Hizo falta una década para poder identificar el mal llamado peligro chino. En aquel entonces, el imperio del centro del mundo era un país en desarrollo, que ofrecía una gigantesca cantera de mano de obra barata y, por consiguiente, numerosas oportunidades de negocios para las empresas occidentales. Es cierto que algunos politólogos franceses y norteamericanos advirtieron sobre el enorme potencial del coloso asiático. Pero sus advertencias cayeron en saco roto. El día en que el dragón empezó a echar fuego por la boca, las élites del primer mundo fueron incapaces de disimular su sorpresa.

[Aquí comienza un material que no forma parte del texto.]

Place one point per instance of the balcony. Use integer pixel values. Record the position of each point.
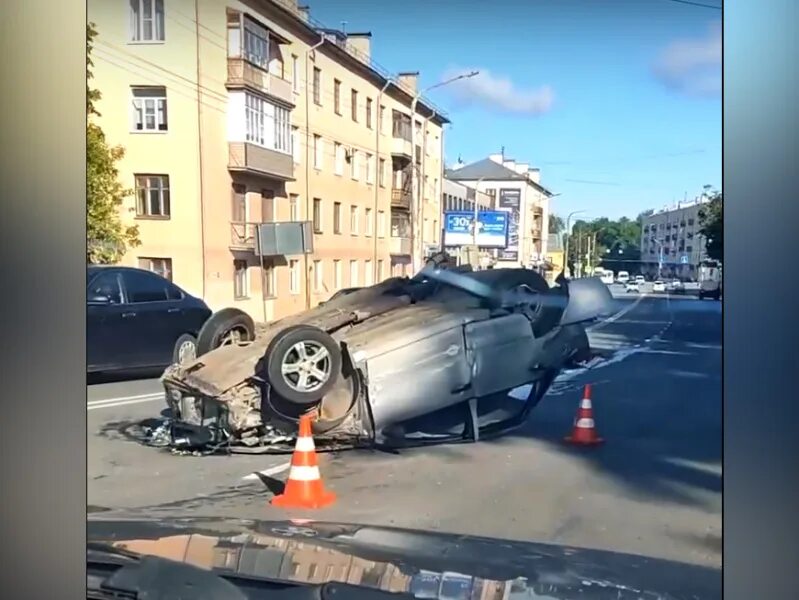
(242, 236)
(401, 199)
(249, 158)
(241, 73)
(400, 246)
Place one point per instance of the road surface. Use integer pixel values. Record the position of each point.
(653, 488)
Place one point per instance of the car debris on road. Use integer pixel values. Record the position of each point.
(424, 359)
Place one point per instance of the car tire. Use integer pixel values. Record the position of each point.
(185, 349)
(285, 343)
(228, 322)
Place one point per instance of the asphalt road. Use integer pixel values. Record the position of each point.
(653, 488)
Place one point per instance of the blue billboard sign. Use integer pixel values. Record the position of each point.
(492, 229)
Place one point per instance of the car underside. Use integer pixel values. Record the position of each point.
(448, 355)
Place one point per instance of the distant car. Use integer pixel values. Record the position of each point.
(136, 319)
(676, 286)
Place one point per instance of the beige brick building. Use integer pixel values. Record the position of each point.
(234, 114)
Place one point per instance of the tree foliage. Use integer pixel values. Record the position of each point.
(712, 226)
(107, 237)
(556, 224)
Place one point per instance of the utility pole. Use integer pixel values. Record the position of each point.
(417, 227)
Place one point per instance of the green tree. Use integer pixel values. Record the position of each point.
(556, 224)
(712, 226)
(107, 237)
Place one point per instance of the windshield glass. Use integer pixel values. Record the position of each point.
(451, 269)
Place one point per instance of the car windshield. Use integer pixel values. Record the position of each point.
(450, 270)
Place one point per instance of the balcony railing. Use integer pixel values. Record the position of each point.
(244, 156)
(241, 73)
(400, 199)
(242, 235)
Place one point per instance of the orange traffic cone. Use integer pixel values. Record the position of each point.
(583, 432)
(304, 488)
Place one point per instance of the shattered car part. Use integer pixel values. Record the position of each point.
(432, 357)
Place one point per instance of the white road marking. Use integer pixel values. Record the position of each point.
(125, 400)
(268, 472)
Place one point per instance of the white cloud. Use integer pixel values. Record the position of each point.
(692, 66)
(498, 93)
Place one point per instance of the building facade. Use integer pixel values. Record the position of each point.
(234, 114)
(514, 187)
(676, 230)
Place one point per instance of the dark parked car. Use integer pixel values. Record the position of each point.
(136, 319)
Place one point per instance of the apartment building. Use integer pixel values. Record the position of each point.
(234, 114)
(515, 187)
(676, 230)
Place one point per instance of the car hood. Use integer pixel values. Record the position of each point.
(428, 565)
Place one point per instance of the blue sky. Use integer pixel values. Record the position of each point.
(617, 101)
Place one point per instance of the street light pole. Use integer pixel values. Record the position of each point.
(418, 233)
(568, 238)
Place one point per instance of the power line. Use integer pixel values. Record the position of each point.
(699, 4)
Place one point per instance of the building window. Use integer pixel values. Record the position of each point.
(369, 224)
(337, 274)
(294, 207)
(354, 220)
(381, 223)
(240, 287)
(368, 273)
(319, 280)
(353, 273)
(337, 96)
(318, 152)
(269, 286)
(354, 103)
(339, 155)
(238, 213)
(260, 129)
(152, 196)
(317, 86)
(354, 160)
(295, 144)
(149, 109)
(337, 217)
(317, 216)
(294, 276)
(256, 44)
(159, 266)
(381, 172)
(147, 20)
(370, 177)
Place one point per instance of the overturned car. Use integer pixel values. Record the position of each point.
(447, 355)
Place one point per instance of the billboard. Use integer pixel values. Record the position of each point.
(492, 228)
(510, 201)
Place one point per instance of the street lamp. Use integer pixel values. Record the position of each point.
(414, 203)
(568, 238)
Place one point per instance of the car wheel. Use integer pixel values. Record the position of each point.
(228, 326)
(185, 349)
(302, 364)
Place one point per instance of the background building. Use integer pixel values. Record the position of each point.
(514, 187)
(243, 113)
(676, 228)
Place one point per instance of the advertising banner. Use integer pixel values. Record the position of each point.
(492, 228)
(510, 200)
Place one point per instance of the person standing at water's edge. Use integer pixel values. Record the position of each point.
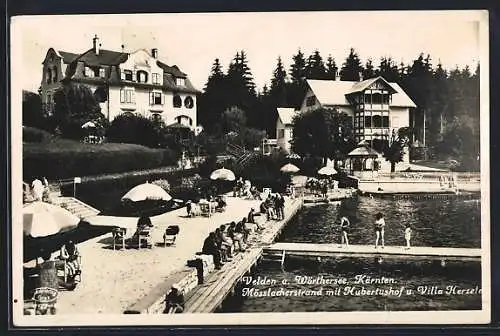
(344, 230)
(379, 229)
(408, 236)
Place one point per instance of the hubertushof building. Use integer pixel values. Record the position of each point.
(378, 107)
(123, 82)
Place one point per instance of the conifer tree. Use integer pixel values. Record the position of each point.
(351, 68)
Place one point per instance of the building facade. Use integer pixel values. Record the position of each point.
(378, 108)
(284, 127)
(122, 82)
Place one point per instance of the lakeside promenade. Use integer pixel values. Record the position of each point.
(114, 280)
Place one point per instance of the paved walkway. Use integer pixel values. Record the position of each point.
(113, 280)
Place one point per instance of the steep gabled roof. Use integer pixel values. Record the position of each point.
(105, 57)
(174, 70)
(286, 114)
(67, 56)
(363, 85)
(330, 92)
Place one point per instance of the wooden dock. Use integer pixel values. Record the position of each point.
(369, 251)
(209, 296)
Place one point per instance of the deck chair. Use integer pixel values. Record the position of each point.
(119, 237)
(170, 235)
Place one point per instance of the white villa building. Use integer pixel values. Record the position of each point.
(377, 107)
(123, 82)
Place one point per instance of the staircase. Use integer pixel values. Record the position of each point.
(75, 206)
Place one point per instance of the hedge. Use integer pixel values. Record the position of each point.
(67, 164)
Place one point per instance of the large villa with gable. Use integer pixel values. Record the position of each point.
(378, 108)
(124, 82)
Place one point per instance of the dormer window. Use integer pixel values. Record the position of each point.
(177, 101)
(127, 75)
(142, 76)
(180, 81)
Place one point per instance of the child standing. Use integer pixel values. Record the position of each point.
(344, 227)
(407, 236)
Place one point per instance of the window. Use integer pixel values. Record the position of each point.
(155, 98)
(49, 76)
(127, 75)
(177, 101)
(127, 96)
(377, 98)
(155, 78)
(368, 121)
(385, 121)
(310, 101)
(88, 72)
(156, 117)
(142, 76)
(180, 81)
(189, 102)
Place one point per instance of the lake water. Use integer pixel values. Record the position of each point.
(426, 285)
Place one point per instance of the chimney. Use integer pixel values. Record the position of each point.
(96, 44)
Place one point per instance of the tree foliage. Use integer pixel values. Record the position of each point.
(325, 133)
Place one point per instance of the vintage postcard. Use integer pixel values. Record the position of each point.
(250, 168)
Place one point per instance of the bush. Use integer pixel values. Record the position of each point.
(108, 158)
(36, 135)
(136, 129)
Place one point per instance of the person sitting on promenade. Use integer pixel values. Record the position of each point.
(221, 203)
(255, 193)
(69, 253)
(344, 230)
(189, 207)
(235, 236)
(379, 229)
(174, 301)
(279, 202)
(224, 247)
(210, 248)
(226, 240)
(271, 213)
(240, 228)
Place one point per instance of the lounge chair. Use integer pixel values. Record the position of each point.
(170, 235)
(119, 237)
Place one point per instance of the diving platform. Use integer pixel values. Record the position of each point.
(369, 251)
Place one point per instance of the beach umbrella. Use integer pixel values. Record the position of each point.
(146, 191)
(88, 124)
(327, 170)
(222, 174)
(289, 168)
(42, 219)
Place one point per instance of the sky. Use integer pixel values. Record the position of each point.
(192, 41)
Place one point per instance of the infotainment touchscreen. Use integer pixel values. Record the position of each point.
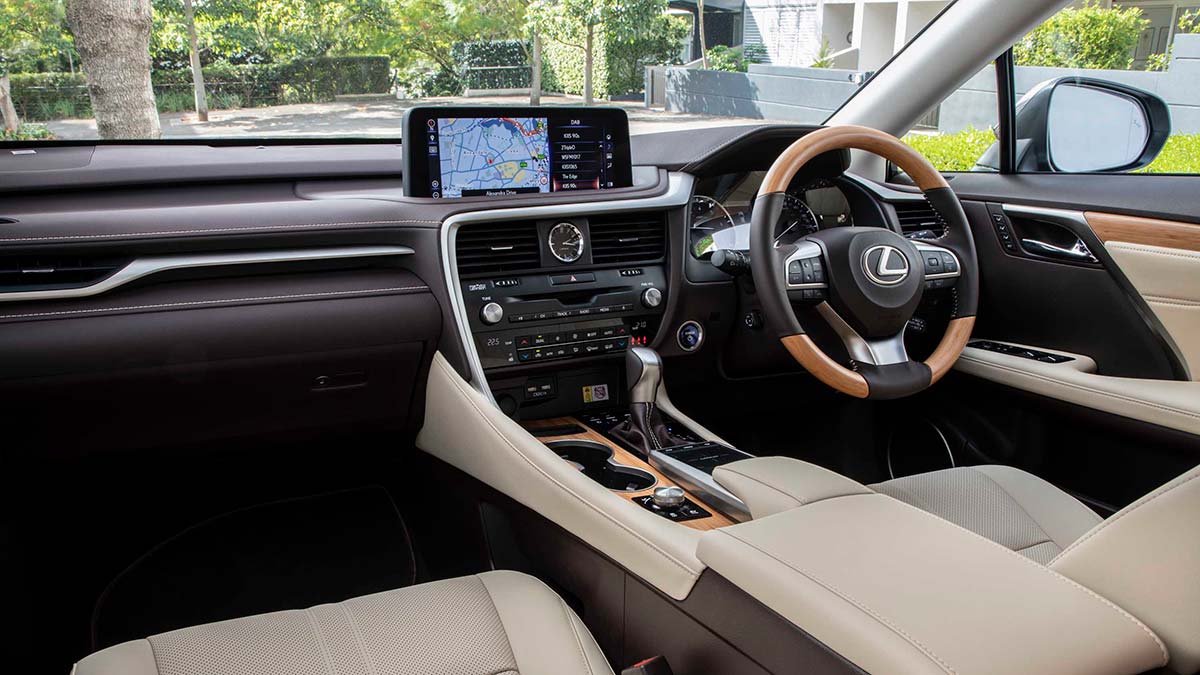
(486, 151)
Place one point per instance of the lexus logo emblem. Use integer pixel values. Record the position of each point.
(886, 266)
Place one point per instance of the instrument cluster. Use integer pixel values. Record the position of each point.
(720, 211)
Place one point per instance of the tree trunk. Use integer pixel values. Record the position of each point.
(535, 76)
(202, 99)
(587, 66)
(113, 39)
(7, 111)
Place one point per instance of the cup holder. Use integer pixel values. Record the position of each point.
(595, 461)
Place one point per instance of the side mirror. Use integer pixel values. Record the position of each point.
(1081, 125)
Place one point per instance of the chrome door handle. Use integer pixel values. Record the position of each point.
(1078, 252)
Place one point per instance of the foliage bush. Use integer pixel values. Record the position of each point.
(618, 66)
(324, 77)
(51, 95)
(959, 151)
(1180, 155)
(475, 61)
(1087, 36)
(27, 132)
(423, 83)
(721, 58)
(58, 95)
(952, 151)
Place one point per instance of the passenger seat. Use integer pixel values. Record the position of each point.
(491, 623)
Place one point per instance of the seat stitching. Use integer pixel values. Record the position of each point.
(579, 641)
(219, 302)
(1081, 387)
(1162, 490)
(1019, 505)
(793, 496)
(204, 231)
(846, 597)
(154, 655)
(455, 382)
(1060, 577)
(1036, 545)
(503, 627)
(321, 640)
(358, 638)
(1174, 302)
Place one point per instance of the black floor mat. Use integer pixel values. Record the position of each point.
(283, 555)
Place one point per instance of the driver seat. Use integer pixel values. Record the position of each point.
(1145, 557)
(1008, 506)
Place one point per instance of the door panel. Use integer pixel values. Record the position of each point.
(1162, 260)
(1125, 416)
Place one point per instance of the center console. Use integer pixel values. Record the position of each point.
(552, 304)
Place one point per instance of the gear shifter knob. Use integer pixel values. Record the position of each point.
(643, 372)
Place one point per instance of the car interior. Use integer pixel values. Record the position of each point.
(747, 399)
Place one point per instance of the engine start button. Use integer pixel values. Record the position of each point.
(690, 336)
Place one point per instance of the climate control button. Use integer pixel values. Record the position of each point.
(491, 314)
(652, 297)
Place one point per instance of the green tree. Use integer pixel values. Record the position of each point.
(113, 37)
(577, 24)
(1087, 36)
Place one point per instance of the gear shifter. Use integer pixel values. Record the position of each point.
(645, 430)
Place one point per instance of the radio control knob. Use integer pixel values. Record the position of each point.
(491, 314)
(652, 297)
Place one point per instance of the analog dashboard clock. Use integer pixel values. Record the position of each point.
(565, 242)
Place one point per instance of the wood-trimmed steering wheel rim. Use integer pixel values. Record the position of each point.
(927, 178)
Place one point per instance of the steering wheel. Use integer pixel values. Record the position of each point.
(870, 279)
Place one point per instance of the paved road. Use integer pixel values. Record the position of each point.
(361, 118)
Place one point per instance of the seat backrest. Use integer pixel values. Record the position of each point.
(1146, 559)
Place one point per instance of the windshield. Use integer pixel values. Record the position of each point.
(84, 70)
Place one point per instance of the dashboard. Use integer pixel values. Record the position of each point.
(720, 211)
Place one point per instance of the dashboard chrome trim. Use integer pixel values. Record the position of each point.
(141, 268)
(678, 193)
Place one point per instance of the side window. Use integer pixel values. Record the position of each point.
(1110, 88)
(1097, 88)
(960, 132)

A partir de aquel momento, los acontecimientos se precipitaron. El país que a comienzos de la década de los 70 del pasado siglo tuvo que librar batalla para ser admitido en el seno de los organismos internacionales –ONU, OMS, GATT, UNCTAD, OMM– acabó convirtiéndose en miembro permanente del Consejo de Seguridad de las Naciones Unidas. Todo ello, bajo la mirada condescendiente de las potencias occidentales, que equiparaban a la República Popular China a una de las Mecas del subdesarrollo. Recuerdo un incidente protagonizado en aquellos tiempos por un político europeo, quien manifestó abiertamente a su recién llegado interlocutor chino y comunista su animadversión hacia el sistema sociopolítico del país asiático.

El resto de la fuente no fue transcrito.